The RPL10 gene, encoding a ribosomal protein, was first suggested to be implicated in X-linked autism in 2006 by Klauk et al. (PMID: 16940977). They reported two C-terminal missense variants in two independent families with two males each with autism spectrum disorder. Although the authors suggested these two variants resulted in hypomorphic alleles with respect to the regulation of the translation process when expressed in yeast, they were not scored as evidence because subsequent rescue studies in zebrafish showed no loss of function (PMID: 25316788). Four other missense variants in RPL10 have been reported in the literature: 1) Brooks et al. (2014, PMID: 25316788) and Bourque et al. (2018, PMID: 29066376) reported the same N-terminal missense variant (p.Lys78Glu) in affected males from 2 unrelated families. Common clinical features included intellectual disability, seizures, microcephaly, hypotonia, hearing loss, ataxia, dysmorphic facial features, cardiac defects, and short stature. In a zebrafish model with knockdown of rpl10, p.Lys78Glu was not able to rescue the microcephaly phenotype, suggesting a loss of function variant (PMID: 25316788). 2) Another missense variant (p.Gly161Ser) was reported by Thevenon et al. (2015, PMID: 25846674) in a family with 4 males with syndromic intellectual disability. Although this variant has not been functionally validated, a mutation in yeast affecting the same amino acid results in loss of function (PMID: 9933353). 3) Zanni et al. (2015, PMID: 26290468) reported an additional missense variant (p.Ala64Val) in 2 maternal male cousins with syndromic intellectual disability. Although they shared some features with the previously reported patients, notably ataxia, they also exhibited other features not reported previously, such as spondylo-epiphyseal dysplasia. In a yeast model, this variant was shown to exhibit an increase in translationally active ribosomes, unlike previously reported variants. 4) More recently, Cappuccio et al. (2022, PMID: 35876338) reported a recurrent missense variant (p.Arg32Leu) in RPL10 in 4 male children from 3 unrelated families. In addition to intellectual disability, dysmorphic features, and progressive postnatal microcephaly, the 4 boys had retinal abnormalities. No functional studies were performed, but the recurrence of the variant and the phenotypic overlap with previously reported cases supports a deleterious effect.

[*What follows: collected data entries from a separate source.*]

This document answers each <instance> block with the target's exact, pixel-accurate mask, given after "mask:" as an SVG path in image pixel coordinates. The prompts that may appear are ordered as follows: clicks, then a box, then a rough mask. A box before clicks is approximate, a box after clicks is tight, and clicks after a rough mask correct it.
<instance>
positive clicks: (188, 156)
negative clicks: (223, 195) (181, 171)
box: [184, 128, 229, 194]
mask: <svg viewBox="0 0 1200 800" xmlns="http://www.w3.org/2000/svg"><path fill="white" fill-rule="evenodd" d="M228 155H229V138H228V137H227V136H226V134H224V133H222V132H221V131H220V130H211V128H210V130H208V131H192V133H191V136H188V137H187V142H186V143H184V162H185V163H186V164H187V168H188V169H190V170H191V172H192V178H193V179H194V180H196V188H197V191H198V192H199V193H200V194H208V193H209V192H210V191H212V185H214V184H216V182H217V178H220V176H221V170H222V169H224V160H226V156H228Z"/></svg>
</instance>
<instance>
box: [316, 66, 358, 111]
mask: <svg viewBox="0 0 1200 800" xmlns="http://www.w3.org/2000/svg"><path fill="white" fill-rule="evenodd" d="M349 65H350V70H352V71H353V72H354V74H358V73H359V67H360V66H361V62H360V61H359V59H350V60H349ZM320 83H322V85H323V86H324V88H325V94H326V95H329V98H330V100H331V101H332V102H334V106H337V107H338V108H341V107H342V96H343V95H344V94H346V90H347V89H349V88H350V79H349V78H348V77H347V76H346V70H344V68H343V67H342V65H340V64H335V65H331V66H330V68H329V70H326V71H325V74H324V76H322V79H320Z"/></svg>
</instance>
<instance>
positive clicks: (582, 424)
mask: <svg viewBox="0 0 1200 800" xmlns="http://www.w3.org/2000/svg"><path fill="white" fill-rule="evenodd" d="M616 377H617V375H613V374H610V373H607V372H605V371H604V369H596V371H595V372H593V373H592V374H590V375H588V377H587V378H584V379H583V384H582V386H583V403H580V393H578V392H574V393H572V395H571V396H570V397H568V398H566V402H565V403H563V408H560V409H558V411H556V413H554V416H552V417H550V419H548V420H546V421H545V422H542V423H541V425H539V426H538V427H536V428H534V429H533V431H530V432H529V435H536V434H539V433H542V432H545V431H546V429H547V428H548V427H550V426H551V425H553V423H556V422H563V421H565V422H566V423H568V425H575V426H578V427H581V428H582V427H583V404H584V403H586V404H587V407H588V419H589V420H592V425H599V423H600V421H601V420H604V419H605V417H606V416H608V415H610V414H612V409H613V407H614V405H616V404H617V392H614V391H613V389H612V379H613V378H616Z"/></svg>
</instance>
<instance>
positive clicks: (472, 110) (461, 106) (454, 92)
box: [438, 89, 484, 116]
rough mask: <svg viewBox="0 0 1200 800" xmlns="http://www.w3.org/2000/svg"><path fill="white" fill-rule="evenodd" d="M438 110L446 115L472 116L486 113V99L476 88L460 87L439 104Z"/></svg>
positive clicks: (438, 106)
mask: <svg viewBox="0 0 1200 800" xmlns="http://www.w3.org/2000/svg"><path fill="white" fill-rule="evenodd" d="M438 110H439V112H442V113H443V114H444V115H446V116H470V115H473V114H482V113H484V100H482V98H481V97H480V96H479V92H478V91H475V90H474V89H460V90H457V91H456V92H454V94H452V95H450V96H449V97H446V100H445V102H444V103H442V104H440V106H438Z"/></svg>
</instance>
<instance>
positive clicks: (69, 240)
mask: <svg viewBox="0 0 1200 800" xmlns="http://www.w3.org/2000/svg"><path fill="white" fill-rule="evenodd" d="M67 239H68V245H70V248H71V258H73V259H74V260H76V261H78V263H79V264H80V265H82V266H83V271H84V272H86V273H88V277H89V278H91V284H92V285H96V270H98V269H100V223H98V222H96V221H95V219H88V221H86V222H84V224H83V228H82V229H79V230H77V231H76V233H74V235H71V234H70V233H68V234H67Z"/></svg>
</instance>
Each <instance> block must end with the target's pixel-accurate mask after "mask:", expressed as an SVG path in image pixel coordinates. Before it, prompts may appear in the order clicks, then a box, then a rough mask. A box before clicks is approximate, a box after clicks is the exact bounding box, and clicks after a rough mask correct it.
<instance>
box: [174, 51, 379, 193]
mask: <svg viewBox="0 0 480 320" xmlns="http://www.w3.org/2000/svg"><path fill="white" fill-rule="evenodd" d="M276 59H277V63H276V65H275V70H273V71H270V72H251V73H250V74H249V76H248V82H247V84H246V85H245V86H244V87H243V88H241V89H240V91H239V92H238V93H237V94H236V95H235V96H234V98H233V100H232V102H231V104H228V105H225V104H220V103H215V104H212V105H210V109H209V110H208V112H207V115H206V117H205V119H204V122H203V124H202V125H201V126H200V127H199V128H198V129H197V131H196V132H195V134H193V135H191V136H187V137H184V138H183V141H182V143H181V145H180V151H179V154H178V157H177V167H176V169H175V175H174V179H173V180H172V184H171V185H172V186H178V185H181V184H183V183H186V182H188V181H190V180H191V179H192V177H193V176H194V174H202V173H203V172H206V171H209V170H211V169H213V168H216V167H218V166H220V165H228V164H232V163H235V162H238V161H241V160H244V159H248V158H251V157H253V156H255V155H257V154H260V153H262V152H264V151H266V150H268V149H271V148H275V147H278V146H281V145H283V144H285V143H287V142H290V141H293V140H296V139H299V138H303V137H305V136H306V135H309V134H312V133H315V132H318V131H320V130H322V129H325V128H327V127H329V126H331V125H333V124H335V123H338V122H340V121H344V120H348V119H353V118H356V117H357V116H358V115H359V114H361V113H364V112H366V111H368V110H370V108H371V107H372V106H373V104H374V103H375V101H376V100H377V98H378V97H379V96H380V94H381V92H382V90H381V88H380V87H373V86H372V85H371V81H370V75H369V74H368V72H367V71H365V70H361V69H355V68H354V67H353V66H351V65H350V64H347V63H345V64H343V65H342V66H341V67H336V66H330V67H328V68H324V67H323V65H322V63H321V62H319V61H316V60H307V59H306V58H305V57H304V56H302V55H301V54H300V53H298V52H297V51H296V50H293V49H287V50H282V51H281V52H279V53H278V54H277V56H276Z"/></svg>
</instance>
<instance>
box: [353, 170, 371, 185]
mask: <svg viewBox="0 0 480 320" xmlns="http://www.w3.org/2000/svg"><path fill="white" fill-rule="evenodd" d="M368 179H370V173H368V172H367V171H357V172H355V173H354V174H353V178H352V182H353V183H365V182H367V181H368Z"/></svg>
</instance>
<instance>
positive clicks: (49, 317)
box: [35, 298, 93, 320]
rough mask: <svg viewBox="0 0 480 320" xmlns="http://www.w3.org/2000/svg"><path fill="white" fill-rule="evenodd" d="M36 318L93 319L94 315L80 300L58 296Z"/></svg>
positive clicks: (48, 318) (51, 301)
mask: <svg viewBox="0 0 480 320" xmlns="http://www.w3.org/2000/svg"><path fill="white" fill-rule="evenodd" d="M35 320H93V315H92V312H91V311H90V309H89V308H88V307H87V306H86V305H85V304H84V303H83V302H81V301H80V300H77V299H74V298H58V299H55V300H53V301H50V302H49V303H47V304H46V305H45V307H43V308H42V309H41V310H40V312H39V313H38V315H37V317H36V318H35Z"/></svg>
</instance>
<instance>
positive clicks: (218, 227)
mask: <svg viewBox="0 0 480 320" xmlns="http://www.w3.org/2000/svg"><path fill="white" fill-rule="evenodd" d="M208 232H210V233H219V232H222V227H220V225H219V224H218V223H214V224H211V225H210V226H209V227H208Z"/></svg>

In addition, two further missense variants have been reported in ClinVar: 5) A maternally-inherited missense variant (p.Gly161Asp, Accession: SCV001814517.1 ) in a male with developmental delay, seizure-like activity, microcephaly, hypotonia, growth delay, and dysmorphic features. Functional studies in yeast suggest a damaging effect (PMID: 9933353). A different variant affecting the same amino acid was reported previously in a family with 4 affected individuals (Thevenon et al. 2015, PMID: 25846674). 6) A de novo missense variant (p.Arg3His, Accession: SCV000589527.2 ) in a male with intellectual disability, developmental delay, and microcephaly.

This gene-disease relationship is also supported by a zebrafish model with decreased head size, decreased translation activity and increased apoptosis in the brain (PMID: 25316788).

In summary, there is definitive evidence supporting the relationship between RPL10 and X-linked syndromic intellectual disability. This classification was approved by the ClinGen Intellectual Disability and Autism Gene Curation Expert Panel on November 28, 2024. This gene-disease pair was originally evaluated in March 2018 and given a Limited classification. It was reevaluated on January 20, 2021 and given a Moderate classification due to changes in scoring practices. As a result of a further reevaluation on November 28, 2024, the classification increased from Moderate to Definitive with the addition of new cases (PMID: 35876338 and ClinVar).